Building high‑quality small language models goes beyond simply scaling compute—it requires rigorous data curation throughout training. For Granite 4.1, we prioritized data quality over quantity, progressively refining the data mixture across five pre‑training stages. We further curated supervised fine‑tuning data using an LLM‑as‑Judge framework and applied a multi‑stage reinforcement learning pipeline to systematically strengthen performance in math, coding, instruction following, and general chat. 构建高质量的小型语言模型不仅仅是增加算力，更需要在整个训练过程中进行严格的数据筛选。对于 Granite 4.1，我们优先考虑数据质量而非数量，在五个预训练阶段中逐步优化数据配比。此外，我们利用“大模型作为裁判”（LLM-as-Judge）框架精选了监督微调数据，并应用了多阶段强化学习流水线，以系统性地提升模型在数学、编程、指令遵循及通用对话方面的表现。

Model Architecture

模型架构

Granite 4.1 models use a decoder-only dense transformer architecture. The core design choices include Grouped Query Attention (GQA), Rotary Position Embeddings (RoPE), SwiGLU activations, RMSNorm, and shared input/output embeddings. Granite 4.1 模型采用仅解码器的稠密 Transformer 架构。核心设计选择包括分组查询注意力（GQA）、旋转位置编码（RoPE）、SwiGLU 激活函数、RMSNorm 以及共享输入/输出嵌入。
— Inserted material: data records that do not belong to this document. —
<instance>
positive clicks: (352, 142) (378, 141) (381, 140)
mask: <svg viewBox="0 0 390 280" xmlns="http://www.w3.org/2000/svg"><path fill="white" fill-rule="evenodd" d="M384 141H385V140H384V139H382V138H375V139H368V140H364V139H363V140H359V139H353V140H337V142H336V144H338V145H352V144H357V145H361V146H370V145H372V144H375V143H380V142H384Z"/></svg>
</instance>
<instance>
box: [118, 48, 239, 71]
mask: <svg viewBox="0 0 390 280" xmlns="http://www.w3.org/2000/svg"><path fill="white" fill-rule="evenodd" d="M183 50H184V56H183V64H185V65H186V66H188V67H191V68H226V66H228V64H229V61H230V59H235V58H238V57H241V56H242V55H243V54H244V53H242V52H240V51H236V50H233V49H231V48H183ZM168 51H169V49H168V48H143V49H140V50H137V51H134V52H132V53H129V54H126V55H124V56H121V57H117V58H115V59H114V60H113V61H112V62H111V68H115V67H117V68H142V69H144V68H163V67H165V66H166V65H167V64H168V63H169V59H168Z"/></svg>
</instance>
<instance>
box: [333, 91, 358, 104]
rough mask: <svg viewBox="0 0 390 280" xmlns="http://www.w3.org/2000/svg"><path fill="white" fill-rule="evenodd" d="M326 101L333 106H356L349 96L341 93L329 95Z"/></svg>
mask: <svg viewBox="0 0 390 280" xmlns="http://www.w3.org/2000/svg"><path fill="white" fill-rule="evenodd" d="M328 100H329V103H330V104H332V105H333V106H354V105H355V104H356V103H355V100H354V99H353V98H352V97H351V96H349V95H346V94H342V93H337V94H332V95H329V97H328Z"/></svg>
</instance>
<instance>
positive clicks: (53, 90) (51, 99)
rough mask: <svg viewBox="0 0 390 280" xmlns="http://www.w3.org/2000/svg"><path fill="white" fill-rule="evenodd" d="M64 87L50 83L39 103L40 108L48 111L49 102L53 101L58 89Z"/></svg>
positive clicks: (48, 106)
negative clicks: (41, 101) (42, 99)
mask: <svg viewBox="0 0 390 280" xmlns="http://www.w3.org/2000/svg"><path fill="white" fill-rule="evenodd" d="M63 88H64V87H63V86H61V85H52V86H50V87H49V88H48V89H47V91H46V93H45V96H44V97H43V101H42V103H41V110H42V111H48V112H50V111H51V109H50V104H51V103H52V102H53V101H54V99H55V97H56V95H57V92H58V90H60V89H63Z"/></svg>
Component	3B Dense	8B Dense	30B Dense
Embedding size	2560	4096	4096
Number of layers	40	40	64
Attention head size	64	128	128
Number of attention heads	40	32	32
Number of KV heads	8	8	8
MLP hidden size	8192	12800	32768
MLP activation	SwiGLU	SwiGLU	SwiGLU
Position embedding	RoPE	RoPE	RoPE

组件	3B 稠密	8B 稠密	30B 稠密
嵌入维度	2560	4096	4096
层数	40	40	64
注意力头大小	64	128	128
注意力头数量	40	32	32
KV 头数量	8	8	8
MLP 隐藏层大小	8192	12800	32768
MLP 激活函数	SwiGLU	SwiGLU	SwiGLU
位置编码	RoPE	RoPE	RoPE

All three model sizes share the same training pipeline and data strategy, differing only in architecture dimensions. 这三种规模的模型共享相同的训练流水线和数据策略，仅在架构维度上有所不同。

Pre-Training

预训练

Granite 4.1 is trained from scratch on approximately 15 trillion tokens using a five‑phase training strategy. Phases 1–2 focus on foundational pre‑training, phases 3–4 perform mid‑training with progressively higher‑quality data annealing, and phase 5 introduces long‑context training, extending the context window to 512K tokens. Each phase employs a distinct data mixture and learning‑rate schedule, gradually shifting from broad web‑scale data to more curated, domain‑specific content. Granite 4.1 采用五阶段训练策略，从零开始在约 15 万亿 token 上进行训练。第 1-2 阶段侧重于基础预训练；第 3-4 阶段进行中期训练，通过逐步提高数据质量进行退火（annealing）；第 5 阶段引入长上下文训练，将上下文窗口扩展至 512K token。每个阶段采用不同的数据配比和学习率计划，逐渐从广泛的网页级数据转向更精选的领域特定内容。

(Note: The article continues with detailed breakdowns of the five phases, which follow the same logic of alternating English and Chinese.)